Inattentional Blindness
Failure to notice obvious things in plain sight when attention is occupied elsewhere.
Default Mode Network (DMN)
Helps tune out the outside world for internally-directed cognitive processes like daydreaming.
Dorsal Attentional Network (DAN)
Responsible for endogenous shifts in attention, especially in goal-directed behavior.
Ventral Attentional Network (VAN)
Responsible for exogenous shifts in attention, particularly when responding to novel or salient stimuli.
Executive Functions
Processes that allow us to plan and achieve goals, maintain or shift focus, and prevent impulsive or inappropriate actions.
Cannon-Bard Theory
Implies that the conscious feeling of emotion and the physiological response to the stimulus are generated simultaneously.
Constructionist Theories of Emotion
Believes the memories representing our previous encounters play an important role in generating emotions.
Appraisal Theories of Emotion
Emotional reactions are not driven by the external stimuli we encounter, but rather how we subjectively interpret (==appraise) them.

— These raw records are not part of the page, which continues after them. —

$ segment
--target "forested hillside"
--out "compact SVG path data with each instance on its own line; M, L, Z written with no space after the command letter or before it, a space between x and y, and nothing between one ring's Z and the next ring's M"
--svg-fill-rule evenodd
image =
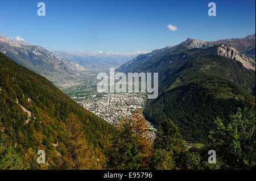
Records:
M42 169L39 150L47 154L44 169L100 169L114 132L47 79L0 53L1 169ZM75 155L69 154L72 148ZM86 163L78 164L85 155Z

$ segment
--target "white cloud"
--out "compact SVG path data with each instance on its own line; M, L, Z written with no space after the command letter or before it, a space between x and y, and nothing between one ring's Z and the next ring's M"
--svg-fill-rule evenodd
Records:
M176 31L177 30L177 27L176 26L172 26L171 24L168 24L167 26L167 27L171 31Z
M23 39L23 38L19 37L19 36L16 36L16 37L15 37L15 40L16 40L16 41L25 41L26 40L25 40L24 39Z

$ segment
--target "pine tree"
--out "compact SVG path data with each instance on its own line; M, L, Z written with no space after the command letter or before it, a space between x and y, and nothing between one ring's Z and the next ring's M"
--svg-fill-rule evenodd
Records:
M65 141L66 151L63 155L62 169L89 169L92 167L91 151L81 131L77 118L71 114L66 120L67 135Z
M107 166L113 169L149 168L151 146L146 120L139 110L131 119L122 120L112 140Z

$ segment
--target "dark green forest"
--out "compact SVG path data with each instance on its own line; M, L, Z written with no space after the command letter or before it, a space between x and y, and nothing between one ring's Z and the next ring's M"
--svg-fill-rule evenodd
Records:
M92 164L82 168L101 168L114 127L85 110L45 78L0 53L0 167L42 169L35 159L40 149L46 151L48 158L47 166L43 169L64 167L59 162L68 153L68 119L71 115L80 125L81 136L90 149L88 155ZM20 163L13 167L15 163Z

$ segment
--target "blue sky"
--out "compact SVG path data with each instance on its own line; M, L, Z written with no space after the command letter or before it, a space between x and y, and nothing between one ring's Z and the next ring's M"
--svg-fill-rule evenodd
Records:
M40 2L46 16L37 15ZM210 2L216 16L208 15ZM0 35L49 50L150 52L188 37L210 41L254 33L255 7L254 0L0 0Z

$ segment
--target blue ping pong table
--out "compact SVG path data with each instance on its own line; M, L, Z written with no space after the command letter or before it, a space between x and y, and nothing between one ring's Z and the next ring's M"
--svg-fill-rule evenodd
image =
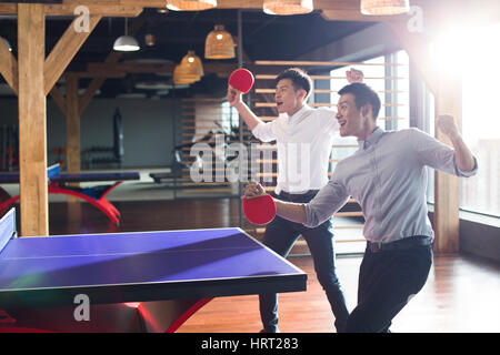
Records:
M12 209L0 235L0 332L174 332L213 297L306 290L237 227L16 237Z

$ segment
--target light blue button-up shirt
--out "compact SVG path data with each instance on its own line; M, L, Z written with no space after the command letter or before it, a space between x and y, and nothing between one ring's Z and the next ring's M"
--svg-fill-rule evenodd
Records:
M356 199L369 242L389 243L413 235L433 237L427 210L427 166L472 176L456 163L454 150L417 129L377 128L359 150L338 163L330 182L306 204L306 226L313 227ZM476 160L476 159L474 159Z

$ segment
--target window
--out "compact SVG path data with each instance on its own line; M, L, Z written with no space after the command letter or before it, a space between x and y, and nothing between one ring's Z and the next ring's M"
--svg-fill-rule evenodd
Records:
M499 37L496 23L453 29L437 42L438 62L462 74L462 136L479 165L476 176L460 180L460 207L493 216L500 216Z

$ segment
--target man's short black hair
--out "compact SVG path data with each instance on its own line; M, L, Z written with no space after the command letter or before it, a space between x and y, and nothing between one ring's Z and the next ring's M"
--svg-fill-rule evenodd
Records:
M354 95L354 103L358 110L361 110L363 105L369 103L371 105L373 120L377 120L380 111L380 99L373 89L362 82L354 82L343 87L339 91L339 95L343 95L346 93L351 93Z
M306 98L309 97L312 88L312 80L306 71L300 68L287 69L276 78L274 87L278 85L278 82L283 79L290 79L296 91L303 89L306 90Z

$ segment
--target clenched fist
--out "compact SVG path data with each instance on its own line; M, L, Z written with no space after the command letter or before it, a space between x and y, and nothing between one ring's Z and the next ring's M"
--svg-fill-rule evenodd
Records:
M439 130L448 135L450 139L459 134L457 122L454 118L450 114L440 114L438 116L438 128Z

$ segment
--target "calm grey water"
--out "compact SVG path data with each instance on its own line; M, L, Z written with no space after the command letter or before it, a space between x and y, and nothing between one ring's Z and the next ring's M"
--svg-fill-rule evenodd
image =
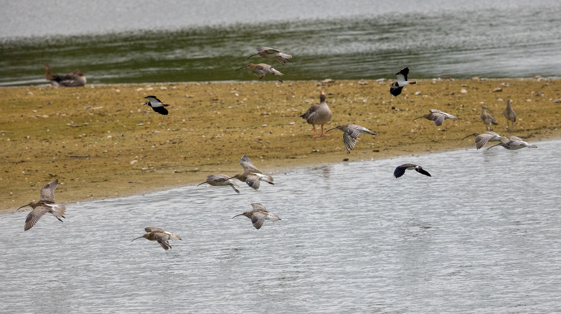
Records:
M561 76L558 0L2 4L0 85L46 83L45 62L90 83L255 80L234 72L249 62L287 80ZM263 45L295 63L246 60Z
M2 216L0 313L558 312L561 141L534 144ZM251 202L282 220L232 219ZM149 226L183 241L131 242Z

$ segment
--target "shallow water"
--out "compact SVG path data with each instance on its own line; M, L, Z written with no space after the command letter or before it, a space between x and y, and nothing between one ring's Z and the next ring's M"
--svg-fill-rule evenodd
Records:
M561 140L534 144L80 203L26 232L4 215L0 313L557 312ZM409 163L433 177L392 178ZM232 219L251 202L282 220ZM131 242L149 226L183 241Z
M393 80L405 66L413 78L561 76L558 1L480 1L458 6L423 0L404 4L403 10L384 1L379 8L363 3L367 8L362 11L357 10L360 5L332 2L320 7L337 12L327 16L318 10L282 11L274 19L251 19L246 17L252 11L238 8L223 21L195 19L185 24L185 19L176 17L167 26L145 24L140 27L144 30L135 28L134 19L104 22L118 11L87 20L80 35L47 28L49 36L13 38L19 33L4 28L0 33L0 85L46 82L45 62L59 73L80 68L90 83L256 80L247 69L234 72L250 62L272 64L287 80ZM77 16L89 13L87 6L75 6ZM179 12L186 10L181 7ZM209 25L213 21L223 24ZM104 33L99 27L109 31L105 25L113 27L108 30L128 30ZM292 54L295 64L283 66L257 56L246 59L261 45Z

Schachter-Singer Two-Factor Theory
Suggests we first experience arousal and then make a cognitive appraisal.
The James-Lange Theory
Suggests that the experience of emotion arises after our body has perceived and physiologically responded to external stimuli.
Urbach-Wiethe’s disease
Is a rare disorder that causes gradual bilateral destruction of the amygdala.
Kluver-Bucy syndrome
The range of behavioral deficits associated with bilateral temporal lobe surgery (including the removal of the Papez circuit regions).
Memory
The ability to store and retrieve information.
Sensory Memory
The shortest duration memories; Iconic (visual information) , Haptic (somatosensory information), Echoic (auditory information).
Echoic
Auditory information.
Haptic
Somatosensory information.
Iconic
Visual information.
Associative Learning
Classical conditioning (e.g., Pavlov’s dogs) and operant conditioning (e.g., rat lever pressing for food).
Consolidation
Information can then be encoded into long-term memory through the process of consolidation.
Priming
Exposure to a stimulus biases future thought/behavior (usually unconsciously).
Anterograde Amnesia
Difficulty forming new memories beginning at the onset of a disorder.
Retrograde Amnesia
Difficulty retrieving memories formed before the onset of amnesia.
LTP
Long-Term Potentiation; a higher level of activity persisted for at least 6 hours!
LTD
Long-Term Depression; is associated with the removal of AMPA receptors from the synapse when there are very low levels of stimulation.